Liputan6.com, Jakarta - Pemerintah mengakui sosialisasi paket kebijakan ekonomi jilid I lemah. Ini bisa dilihat dari sedikitnya informasi yang ditangkap masyarakat dan kalangan dunia usaha.
Bukti lebih valid terlihat dari tetap melemahnya kurs rupiah terhadap dolar Amerika Serikat (AS) dan anjloknya Indeks Harga Saham Gabungan (IHSG).
Maka, pemerintah berjanji memperbaiki pola sosialisasi paket kebijakan ekonomi di tahap II. Perbaikan akan dilakukan dengan menjelaskan isi kebijakan per sektor, yang nantinya akan dimaktubkan di dalam paket kebijakan ekonomi lanjutan.
Sesuai janjinya, paket kebijakan ekonomi jilid II terbit pada 29 September 2015. Berbeda dengan Paket September I, dalam Paket September II pemerintah lebih fokus pada penyederhanaan perizinan dan pengamanan devisa ekspor.
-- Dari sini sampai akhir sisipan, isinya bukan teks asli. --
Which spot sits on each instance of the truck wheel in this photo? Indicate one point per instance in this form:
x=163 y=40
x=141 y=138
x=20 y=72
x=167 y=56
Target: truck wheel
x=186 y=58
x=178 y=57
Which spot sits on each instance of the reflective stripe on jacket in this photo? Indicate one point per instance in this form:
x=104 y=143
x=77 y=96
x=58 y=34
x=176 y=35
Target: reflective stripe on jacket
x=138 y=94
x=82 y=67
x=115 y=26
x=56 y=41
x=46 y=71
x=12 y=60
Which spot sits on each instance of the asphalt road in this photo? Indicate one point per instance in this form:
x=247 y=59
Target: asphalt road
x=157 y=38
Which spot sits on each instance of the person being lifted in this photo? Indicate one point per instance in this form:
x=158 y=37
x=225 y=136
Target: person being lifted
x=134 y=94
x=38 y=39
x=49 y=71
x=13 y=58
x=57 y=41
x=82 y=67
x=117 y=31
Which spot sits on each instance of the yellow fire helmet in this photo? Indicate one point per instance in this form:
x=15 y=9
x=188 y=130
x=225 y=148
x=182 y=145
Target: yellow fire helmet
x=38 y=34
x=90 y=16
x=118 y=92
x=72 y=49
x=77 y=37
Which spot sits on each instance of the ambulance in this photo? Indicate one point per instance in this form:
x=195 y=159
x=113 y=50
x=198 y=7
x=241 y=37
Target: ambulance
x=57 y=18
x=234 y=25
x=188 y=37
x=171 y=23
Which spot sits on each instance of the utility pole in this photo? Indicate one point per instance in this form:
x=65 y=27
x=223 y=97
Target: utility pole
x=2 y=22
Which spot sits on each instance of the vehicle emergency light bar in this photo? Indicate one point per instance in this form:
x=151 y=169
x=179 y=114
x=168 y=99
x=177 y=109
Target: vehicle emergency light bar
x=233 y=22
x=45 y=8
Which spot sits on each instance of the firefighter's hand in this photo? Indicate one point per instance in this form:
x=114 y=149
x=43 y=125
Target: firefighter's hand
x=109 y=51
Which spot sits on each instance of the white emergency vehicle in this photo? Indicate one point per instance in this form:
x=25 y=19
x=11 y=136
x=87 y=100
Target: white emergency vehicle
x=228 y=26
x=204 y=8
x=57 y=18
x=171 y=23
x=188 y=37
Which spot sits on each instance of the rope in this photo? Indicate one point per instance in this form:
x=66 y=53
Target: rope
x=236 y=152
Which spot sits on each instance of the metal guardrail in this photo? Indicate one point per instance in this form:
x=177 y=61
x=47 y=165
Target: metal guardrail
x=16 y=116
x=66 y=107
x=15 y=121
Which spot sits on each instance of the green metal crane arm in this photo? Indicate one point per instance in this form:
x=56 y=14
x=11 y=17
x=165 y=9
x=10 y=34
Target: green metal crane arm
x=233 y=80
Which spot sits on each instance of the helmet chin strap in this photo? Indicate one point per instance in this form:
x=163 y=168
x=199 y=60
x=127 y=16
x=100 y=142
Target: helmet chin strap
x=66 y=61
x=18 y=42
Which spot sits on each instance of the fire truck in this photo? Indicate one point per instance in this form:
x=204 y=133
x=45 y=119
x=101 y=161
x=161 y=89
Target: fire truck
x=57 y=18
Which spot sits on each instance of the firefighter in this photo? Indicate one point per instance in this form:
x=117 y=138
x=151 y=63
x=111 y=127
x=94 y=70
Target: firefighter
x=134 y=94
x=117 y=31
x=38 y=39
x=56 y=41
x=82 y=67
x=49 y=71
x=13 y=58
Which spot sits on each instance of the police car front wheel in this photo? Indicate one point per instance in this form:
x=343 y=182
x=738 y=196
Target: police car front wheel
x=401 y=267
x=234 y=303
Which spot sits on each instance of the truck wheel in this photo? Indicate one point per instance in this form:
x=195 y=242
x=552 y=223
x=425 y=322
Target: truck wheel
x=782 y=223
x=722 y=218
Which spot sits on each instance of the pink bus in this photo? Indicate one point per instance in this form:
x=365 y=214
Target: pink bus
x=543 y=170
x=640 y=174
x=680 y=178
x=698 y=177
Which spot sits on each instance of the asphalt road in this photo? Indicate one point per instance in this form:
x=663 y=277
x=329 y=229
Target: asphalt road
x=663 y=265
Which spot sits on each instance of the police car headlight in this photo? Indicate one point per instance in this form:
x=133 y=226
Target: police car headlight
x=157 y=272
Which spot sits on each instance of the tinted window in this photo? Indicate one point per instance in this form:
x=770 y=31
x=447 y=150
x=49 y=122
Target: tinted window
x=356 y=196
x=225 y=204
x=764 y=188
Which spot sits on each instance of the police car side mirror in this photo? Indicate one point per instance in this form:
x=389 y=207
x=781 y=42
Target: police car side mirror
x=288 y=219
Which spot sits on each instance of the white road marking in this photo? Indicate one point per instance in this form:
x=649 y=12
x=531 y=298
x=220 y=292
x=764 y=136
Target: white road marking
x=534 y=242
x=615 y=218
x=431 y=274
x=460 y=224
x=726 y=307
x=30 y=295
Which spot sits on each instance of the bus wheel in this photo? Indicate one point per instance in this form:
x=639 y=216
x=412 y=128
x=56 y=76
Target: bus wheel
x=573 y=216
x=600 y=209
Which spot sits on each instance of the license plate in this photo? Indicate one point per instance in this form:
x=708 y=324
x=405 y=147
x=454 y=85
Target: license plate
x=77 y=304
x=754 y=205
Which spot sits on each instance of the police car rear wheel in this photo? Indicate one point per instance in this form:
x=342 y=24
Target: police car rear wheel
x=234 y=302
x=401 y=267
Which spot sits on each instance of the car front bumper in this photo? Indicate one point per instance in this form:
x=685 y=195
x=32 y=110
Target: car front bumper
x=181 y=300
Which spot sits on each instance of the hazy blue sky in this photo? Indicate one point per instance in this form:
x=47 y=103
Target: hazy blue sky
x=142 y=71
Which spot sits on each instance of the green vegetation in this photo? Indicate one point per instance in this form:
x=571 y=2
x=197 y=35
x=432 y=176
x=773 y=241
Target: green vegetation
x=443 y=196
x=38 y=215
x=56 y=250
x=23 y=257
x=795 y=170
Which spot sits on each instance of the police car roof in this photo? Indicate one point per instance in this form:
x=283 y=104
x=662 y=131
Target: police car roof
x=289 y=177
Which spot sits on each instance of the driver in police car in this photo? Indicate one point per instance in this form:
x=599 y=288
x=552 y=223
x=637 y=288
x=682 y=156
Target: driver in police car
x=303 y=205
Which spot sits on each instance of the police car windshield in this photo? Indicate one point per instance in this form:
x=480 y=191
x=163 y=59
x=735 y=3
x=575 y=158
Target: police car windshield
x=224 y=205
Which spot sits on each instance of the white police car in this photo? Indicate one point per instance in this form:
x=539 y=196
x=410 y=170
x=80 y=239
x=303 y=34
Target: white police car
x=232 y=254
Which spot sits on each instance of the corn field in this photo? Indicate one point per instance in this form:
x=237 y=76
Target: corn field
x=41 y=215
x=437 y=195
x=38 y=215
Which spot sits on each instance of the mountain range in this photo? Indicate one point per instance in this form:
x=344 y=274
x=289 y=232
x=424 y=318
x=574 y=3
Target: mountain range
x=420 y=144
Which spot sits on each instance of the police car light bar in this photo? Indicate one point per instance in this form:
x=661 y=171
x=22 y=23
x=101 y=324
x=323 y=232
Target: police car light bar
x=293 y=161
Sebagai contoh, sesuai permintaan dunia usaha, Paket September II menjamin perizinan investasi di kawasan industri bisa diperoleh investor hanya dalam tempo 3 jam.
Selama ini perizinan di kawasan industri bisa sampai 8 hari hanya untuk mengurus izin badan usaha. Jika membangun di luar kawasan industri, investor harus mengurus 11 perizinan terkait dengan konstruksi, dan membutuhkan waktu paling cepat 526 hari.
Pada paket deregulasi kedua ini dipangkas menjadi hanya 3 jam. Investor sudah mengantongi izin dan bisa langsung merealisasikan investasinya.
Dengan proses 3 jam, investor sudah bisa mengantongi tiga produk perizinan, yakni izin prinsip, akta perusahaan, dan Nomor Pokok Wajib Pajak (NPWP).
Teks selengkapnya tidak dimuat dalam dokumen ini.